うつ病診療における認知機能の評価と臨床への応用 インタビューシリーズ~精神科領域における評価尺度を読み解く vol.3
住吉 太幹 先生
(国立精神・神経医療研究センター精神保健研究所児童・予防精神医学研究部 部長)
うつ病では、抑うつ気分などの症状が改善し寛解状態に至っても、認知機能の障害が残存する場合があり1、社会復帰を妨げる要因として注目されつつあります。こうした中、認知機能を測定するための検査法が開発され、本邦でもいくつかの評価尺度の整備が進められています。今回は、うつ病診療における認知機能の評価と日常臨床への応用についてご意見を伺いました。

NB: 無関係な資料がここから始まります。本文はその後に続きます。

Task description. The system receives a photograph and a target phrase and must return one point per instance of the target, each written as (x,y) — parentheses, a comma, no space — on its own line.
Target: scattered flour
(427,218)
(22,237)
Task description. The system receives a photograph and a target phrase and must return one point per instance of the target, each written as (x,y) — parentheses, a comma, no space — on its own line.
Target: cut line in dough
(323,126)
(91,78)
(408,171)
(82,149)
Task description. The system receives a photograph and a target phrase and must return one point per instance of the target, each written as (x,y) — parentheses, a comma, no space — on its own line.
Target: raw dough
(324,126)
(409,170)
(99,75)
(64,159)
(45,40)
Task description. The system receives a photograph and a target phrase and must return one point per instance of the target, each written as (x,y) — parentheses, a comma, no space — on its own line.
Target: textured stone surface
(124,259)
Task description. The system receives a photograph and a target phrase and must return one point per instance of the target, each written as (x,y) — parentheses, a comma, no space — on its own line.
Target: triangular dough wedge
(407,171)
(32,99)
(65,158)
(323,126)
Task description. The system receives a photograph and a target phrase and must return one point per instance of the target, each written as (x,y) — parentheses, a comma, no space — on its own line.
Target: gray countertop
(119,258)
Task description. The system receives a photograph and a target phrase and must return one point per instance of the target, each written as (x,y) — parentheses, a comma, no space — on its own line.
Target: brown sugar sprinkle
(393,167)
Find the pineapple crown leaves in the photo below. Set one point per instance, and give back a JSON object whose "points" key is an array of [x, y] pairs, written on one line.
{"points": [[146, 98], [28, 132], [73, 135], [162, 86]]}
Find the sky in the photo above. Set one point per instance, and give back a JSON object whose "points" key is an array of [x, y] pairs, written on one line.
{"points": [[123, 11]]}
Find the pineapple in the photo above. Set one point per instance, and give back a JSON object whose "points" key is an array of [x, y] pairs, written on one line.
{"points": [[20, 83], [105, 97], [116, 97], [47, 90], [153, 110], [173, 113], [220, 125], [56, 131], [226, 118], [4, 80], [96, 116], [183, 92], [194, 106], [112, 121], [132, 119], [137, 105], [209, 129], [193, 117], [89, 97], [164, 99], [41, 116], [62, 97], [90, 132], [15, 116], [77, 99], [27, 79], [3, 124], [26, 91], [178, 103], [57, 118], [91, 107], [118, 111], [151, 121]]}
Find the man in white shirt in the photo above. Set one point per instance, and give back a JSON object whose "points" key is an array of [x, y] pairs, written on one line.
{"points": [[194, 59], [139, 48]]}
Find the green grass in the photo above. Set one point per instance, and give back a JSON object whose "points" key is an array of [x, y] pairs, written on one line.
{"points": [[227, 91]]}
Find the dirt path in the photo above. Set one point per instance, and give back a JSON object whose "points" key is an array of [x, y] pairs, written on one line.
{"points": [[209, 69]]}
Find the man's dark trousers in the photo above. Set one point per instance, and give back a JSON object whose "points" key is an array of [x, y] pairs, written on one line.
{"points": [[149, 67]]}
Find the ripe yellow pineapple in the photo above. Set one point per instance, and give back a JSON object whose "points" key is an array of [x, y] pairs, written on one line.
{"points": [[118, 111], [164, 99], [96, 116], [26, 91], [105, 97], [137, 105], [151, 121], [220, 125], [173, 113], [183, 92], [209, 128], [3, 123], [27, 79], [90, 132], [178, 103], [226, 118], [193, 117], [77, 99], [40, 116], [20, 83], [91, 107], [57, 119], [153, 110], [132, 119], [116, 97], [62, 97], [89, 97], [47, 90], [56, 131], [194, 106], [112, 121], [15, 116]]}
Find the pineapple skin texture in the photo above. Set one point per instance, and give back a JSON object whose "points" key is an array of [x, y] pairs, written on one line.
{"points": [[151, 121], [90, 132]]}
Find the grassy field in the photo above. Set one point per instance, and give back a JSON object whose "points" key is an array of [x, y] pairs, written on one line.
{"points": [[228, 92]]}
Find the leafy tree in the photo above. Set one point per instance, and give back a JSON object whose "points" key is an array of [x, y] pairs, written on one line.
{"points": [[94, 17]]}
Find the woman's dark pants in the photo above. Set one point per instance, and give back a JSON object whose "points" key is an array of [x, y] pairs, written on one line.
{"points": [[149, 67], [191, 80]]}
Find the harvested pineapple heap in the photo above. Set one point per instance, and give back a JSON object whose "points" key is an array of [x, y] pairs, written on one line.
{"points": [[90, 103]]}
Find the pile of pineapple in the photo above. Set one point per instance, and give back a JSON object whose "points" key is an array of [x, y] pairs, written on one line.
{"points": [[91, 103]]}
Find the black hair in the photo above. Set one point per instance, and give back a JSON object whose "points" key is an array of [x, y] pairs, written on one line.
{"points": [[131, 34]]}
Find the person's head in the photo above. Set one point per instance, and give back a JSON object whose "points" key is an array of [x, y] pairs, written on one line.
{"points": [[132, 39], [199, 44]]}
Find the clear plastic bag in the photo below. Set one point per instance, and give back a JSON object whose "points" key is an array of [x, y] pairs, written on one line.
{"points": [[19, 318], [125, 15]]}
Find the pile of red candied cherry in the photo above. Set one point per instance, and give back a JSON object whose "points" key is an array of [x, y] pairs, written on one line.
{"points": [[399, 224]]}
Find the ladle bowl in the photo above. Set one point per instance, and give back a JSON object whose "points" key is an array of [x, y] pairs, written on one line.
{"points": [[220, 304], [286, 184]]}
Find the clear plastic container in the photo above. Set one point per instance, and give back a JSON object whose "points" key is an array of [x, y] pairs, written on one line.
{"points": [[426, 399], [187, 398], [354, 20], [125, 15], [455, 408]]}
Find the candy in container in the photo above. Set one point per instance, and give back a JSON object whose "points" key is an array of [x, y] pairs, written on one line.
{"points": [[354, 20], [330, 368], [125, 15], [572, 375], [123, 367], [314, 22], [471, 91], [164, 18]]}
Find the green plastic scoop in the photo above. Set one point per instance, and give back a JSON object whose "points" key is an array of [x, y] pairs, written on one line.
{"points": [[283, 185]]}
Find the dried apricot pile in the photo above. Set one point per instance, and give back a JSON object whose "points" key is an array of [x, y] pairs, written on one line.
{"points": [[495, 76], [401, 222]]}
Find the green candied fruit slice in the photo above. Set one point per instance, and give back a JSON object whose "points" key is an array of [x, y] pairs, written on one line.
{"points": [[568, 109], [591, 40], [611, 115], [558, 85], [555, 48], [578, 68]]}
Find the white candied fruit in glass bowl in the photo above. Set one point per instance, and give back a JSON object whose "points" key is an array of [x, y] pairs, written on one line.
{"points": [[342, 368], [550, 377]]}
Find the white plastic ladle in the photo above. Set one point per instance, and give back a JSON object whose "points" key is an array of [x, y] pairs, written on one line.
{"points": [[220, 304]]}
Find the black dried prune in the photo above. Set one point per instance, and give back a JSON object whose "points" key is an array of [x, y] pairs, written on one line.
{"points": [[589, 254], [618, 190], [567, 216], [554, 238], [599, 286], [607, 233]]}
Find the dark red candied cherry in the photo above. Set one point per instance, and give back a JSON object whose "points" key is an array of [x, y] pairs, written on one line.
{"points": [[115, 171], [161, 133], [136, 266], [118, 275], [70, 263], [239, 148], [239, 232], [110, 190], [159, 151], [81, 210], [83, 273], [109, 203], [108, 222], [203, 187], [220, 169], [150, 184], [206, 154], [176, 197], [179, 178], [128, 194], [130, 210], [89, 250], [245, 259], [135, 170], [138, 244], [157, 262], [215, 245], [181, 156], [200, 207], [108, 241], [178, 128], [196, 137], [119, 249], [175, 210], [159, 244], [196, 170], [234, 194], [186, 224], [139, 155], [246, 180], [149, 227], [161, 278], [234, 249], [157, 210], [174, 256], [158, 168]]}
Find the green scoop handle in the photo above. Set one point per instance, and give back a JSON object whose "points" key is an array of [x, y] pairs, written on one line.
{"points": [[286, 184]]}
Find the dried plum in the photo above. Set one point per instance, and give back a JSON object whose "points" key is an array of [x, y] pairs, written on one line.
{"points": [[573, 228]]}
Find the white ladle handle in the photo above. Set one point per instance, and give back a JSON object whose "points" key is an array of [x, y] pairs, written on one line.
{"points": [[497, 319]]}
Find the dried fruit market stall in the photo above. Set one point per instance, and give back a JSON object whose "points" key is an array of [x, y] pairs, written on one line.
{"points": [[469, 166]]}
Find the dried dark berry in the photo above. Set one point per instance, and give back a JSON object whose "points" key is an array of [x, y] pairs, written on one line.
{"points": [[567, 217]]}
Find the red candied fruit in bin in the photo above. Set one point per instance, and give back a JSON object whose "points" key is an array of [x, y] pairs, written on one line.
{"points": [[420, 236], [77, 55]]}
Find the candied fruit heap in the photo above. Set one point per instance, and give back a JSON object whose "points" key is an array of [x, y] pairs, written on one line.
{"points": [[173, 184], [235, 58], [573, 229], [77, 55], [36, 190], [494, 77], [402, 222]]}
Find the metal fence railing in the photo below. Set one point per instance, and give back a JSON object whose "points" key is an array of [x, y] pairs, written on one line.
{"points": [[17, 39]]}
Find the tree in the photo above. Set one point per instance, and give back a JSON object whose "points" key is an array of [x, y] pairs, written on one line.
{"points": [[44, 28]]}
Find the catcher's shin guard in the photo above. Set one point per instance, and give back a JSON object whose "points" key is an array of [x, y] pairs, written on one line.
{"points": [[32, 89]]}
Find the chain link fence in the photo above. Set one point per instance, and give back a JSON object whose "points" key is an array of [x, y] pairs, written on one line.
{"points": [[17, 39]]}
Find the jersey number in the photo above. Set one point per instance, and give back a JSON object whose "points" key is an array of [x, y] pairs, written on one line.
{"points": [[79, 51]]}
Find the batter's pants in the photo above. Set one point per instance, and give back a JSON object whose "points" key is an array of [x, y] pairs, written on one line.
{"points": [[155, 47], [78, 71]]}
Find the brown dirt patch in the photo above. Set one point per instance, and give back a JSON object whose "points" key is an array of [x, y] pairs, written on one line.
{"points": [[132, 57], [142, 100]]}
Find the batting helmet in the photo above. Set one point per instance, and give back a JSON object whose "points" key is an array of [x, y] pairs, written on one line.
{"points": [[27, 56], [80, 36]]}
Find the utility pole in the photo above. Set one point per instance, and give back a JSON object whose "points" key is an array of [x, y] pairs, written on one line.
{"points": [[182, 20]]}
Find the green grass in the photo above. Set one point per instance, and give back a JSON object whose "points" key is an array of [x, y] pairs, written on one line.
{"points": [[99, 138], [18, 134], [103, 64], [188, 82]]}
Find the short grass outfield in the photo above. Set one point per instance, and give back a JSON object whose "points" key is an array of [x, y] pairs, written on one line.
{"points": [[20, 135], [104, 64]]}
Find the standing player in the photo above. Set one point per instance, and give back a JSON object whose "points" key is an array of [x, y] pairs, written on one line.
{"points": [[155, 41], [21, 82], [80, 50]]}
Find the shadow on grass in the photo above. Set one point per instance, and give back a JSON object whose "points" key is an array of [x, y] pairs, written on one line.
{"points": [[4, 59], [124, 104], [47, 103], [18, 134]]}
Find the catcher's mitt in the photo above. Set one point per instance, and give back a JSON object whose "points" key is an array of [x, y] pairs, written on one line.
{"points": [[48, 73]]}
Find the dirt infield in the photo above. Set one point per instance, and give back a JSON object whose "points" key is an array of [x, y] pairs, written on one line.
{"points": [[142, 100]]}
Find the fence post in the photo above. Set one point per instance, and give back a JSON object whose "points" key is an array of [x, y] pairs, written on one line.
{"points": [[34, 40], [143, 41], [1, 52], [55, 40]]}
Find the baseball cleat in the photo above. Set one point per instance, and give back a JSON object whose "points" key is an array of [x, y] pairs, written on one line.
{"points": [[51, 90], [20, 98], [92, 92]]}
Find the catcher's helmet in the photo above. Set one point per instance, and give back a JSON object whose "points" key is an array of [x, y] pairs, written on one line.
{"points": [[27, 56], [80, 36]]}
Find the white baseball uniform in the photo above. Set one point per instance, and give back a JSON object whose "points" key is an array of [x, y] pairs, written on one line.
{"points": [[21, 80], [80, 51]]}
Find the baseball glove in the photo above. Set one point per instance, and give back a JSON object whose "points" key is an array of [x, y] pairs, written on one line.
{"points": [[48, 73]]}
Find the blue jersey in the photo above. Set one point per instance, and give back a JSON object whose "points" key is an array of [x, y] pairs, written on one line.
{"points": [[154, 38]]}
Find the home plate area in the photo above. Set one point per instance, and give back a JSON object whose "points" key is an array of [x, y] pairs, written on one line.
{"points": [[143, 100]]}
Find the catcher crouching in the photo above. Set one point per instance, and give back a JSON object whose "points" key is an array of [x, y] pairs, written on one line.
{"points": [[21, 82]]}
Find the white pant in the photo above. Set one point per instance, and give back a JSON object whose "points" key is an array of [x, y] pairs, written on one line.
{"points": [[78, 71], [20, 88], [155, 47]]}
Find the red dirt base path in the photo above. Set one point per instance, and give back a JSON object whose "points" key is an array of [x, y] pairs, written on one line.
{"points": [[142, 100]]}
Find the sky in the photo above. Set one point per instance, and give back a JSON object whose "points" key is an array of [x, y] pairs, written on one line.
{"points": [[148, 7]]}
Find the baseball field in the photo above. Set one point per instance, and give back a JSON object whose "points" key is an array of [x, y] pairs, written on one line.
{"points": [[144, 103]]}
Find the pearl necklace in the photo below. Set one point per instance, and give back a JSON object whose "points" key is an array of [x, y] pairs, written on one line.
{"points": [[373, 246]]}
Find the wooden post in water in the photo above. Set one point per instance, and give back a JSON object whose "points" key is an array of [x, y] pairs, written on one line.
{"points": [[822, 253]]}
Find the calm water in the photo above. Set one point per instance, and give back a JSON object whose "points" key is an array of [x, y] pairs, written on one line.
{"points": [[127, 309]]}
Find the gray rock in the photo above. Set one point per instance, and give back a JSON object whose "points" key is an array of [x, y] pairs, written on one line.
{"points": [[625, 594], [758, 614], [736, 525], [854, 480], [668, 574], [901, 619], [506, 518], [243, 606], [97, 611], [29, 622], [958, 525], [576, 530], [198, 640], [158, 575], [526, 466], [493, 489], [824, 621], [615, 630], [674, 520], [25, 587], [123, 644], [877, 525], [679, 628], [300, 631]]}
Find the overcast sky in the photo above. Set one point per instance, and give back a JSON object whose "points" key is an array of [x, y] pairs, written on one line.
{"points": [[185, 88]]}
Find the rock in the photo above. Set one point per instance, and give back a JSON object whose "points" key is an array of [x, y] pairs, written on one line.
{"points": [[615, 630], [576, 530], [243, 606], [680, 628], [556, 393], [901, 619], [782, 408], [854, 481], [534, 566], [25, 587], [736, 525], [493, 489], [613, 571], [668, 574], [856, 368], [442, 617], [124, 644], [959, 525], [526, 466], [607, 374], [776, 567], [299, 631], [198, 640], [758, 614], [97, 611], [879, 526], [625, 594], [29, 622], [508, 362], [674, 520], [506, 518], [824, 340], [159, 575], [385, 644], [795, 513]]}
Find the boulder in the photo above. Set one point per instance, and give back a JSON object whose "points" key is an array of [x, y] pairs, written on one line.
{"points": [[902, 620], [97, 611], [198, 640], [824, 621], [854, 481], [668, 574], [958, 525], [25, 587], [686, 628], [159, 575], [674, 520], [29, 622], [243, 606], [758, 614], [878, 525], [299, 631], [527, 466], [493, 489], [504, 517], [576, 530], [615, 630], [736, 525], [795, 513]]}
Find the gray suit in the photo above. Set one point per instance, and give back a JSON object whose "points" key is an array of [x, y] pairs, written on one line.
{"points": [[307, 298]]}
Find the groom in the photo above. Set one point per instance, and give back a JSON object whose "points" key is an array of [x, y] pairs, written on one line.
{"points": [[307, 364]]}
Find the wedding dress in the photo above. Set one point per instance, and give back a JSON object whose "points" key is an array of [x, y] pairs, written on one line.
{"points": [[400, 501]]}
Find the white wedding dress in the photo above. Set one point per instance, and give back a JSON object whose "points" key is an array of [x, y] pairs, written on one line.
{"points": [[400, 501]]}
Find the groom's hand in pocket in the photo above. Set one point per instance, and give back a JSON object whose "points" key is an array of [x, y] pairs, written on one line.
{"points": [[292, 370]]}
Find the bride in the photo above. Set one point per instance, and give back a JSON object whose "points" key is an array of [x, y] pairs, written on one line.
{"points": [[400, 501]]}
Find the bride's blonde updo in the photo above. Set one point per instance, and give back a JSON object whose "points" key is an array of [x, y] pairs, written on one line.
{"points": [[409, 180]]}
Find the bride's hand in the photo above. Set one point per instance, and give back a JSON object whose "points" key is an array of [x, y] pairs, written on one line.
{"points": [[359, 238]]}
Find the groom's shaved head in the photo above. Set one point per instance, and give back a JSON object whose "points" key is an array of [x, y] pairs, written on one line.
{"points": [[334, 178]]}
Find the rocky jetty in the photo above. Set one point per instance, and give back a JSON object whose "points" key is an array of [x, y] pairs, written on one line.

―精神疾患にみられる認知機能障害について、特にうつ病における意義をお話しいただけますか。
精神疾患の治療における最終的なゴールには、就労、復職、復学といった社会機能の回復・維持が含まれます。それを妨げる原因として認知機能の障害が挙げられ、その適切な評価が求められます。すなわち、認知機能は機能的転帰(functional outcome)の階層の底辺をなし、上位の階層である日常生活技能(機能的能力)や社会機能(機能的遂行力)を下支えする重要な指標とされます。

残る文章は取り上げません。